Gemäß § 118 Abs.3 gilt nach Maßgabe der folgenden Bestimmung die Bauarbeiterschutzverordnung, BGBl. Nr. 340/1994 (BauV) als Verordnung nach diesem Bundesgesetz.

 

Gemäß § 27 Abs.1 Bauarbeiterschutzverordnung (BauV), BGBl. Nr. 340/1994 idgF ist jedem Arbeitnehmer, für den durch herabfallende, umfallende oder fortgeschleuderte Gegenstände oder Materialien sowie pendelnde Lasten die Gefahr einer Kopfverletzung besteht oder eine solche durch anstoßen an Hindernisse zu erwarten ist, ein geeigneter Schutzhelm zur Verfügung zu stellen.

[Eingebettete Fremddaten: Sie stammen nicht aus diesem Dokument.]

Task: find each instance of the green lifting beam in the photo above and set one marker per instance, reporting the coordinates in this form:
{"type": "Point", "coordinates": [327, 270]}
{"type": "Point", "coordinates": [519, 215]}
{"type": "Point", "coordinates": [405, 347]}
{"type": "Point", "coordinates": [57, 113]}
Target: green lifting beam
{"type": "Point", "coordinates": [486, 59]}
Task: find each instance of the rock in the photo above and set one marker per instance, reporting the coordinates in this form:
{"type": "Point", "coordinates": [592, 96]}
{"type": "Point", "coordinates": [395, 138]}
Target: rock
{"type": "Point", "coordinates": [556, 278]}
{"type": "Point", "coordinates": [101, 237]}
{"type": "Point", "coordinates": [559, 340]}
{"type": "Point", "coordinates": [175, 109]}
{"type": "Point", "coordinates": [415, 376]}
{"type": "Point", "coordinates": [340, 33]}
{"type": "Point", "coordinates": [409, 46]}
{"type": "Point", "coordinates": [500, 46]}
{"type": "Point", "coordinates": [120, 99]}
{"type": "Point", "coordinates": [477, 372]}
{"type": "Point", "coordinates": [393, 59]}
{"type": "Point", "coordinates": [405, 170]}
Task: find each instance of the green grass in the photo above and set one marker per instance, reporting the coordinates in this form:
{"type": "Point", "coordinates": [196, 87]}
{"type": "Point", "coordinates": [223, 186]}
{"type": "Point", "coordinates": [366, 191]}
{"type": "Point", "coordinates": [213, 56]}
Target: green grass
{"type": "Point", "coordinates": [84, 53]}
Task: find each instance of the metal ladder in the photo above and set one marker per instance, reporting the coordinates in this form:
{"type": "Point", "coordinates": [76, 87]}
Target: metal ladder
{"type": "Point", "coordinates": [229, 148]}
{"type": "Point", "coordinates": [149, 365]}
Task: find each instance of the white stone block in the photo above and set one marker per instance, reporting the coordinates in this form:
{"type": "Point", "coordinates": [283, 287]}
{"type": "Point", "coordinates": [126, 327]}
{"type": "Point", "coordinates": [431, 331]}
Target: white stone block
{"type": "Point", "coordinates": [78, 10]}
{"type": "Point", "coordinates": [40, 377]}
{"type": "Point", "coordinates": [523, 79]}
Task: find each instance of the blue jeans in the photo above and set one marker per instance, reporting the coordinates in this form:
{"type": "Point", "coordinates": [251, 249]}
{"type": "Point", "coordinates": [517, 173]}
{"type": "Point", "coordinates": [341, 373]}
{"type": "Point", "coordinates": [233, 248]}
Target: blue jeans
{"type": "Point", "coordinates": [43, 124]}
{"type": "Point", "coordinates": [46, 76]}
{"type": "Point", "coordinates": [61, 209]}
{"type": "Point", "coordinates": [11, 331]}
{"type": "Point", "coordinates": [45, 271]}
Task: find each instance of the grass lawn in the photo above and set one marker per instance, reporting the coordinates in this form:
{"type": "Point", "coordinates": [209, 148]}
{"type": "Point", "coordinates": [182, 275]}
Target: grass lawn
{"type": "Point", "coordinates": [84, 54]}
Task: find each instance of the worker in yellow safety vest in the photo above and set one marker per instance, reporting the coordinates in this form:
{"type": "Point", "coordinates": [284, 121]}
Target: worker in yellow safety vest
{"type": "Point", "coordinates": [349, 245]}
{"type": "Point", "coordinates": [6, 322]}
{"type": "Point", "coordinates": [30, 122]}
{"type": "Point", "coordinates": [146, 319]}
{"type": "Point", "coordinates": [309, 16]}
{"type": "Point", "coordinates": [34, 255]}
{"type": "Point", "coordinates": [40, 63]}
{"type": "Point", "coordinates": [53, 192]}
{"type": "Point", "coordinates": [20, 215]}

Dies gilt insbesondere für Bauarbeiten unter oder in der Nähe von Gerüsten und hochgelegenen Arbeitsplätzen, Abbrucharbeiten, Arbeiten in Gruben, Gräben, Künetten, Schächten und Stollen, Arbeiten unter Tage, Sprengarbeiten, Arbeiten im Bereich von Aufzügen, Hebezeugen, Kranken und Fördermitteln, Arbeiten im Stahl- und Freileitungsbau und Arbeiten mit Bolzensetzgeräten.

 

Gemäß § 44a VStG hat der Spruch, wenn er nicht auf Einstellung lautet, zu enthalten:

 

1. Die als erwiesen angenommene Tat;

2. die Verwaltungsvorschrift, die durch die Tat verletzt worden ist;

3. die verhängte Strafe und die angewendete Rechtsbestimmung;

4. den etwaigen Ausspruch über privatrechtliche Ansprüche;

5. im Falle eines Straferkenntnisses die Entscheidung über die Kosten.

 

5.2. Mit Aufforderung zur Rechtfertigung vom 18. September 2007 wurde dem Bw der nunmehr Spruch des angefochtenen Straferkenntnis angeführte Tatbestand zugrunde gelegt. Das durchgeführte Beweisverfahren hat zwar unzweifelhaft ergeben, dass der bei dem Arbeitsunfall verletzte Arbeitnehmer der Firma O F GmbH & Co, Herr A, zum Unfallzeitpunkt keinen Schutzhelm getragen hat, jedoch konnte im Beweisverfahren nicht geklärt werden, ob ihm ein solcher von der Firma O F GmbH & Co nicht zur Verfügung gestellt wurde. Das an den Arbeitgeber gerichtete Gebot des § 27 Abs.1 BauV beschränkt sich darauf, den  Arbeitnehmer/Innen geeignete Schutzhelme zur Verfügung zu stellen. Eine Pflicht, dafür zu sorgen, dass die Arbeitnehmer diese Schutzausrüstung „dann auch benützen“ ist dieser Norm im Hinblick auf ihren eindeutigen Wortlaut allerdings nicht zu erschließen (vgl. VwGH vom 24.11.1992, Zl. 88/08/0221). Der Tatvorwurf der mangelnden Überwachung der entsprechenden Verwendung der Schutzausrüstung wurde jedoch nicht erhoben, weshalb das Straferkenntnis zu beheben und das Verwaltungsstrafverfahren gemäß § 45 Abs.1 Z2 VStG einzustellen war.

 

6. Der Kostenausspruch ist in den angeführten gesetzlichen Bestimmungen begründet.

 

 

Rechtsmittelbelehrung:

Gegen  diesen Bescheid ist kein ordentliches Rechtsmittel zulässig.

 

Hinweis:

Gegen diesen Bescheid kann innerhalb von sechs Wochen ab seiner Zustellung Beschwerde an den Verfassungsgerichtshof und/oder an den Verwaltungsgerichtshof erhoben werden; diese muss - von gesetzlichen Ausnahmen abgesehen - jeweils von einer bevollmächtigten Rechtsanwältin oder einem bevollmächtigten Rechtsanwalt eingebracht werden. Für jede dieser Beschwerden ist eine Eingabegebühr von 220 Euro zu entrichten.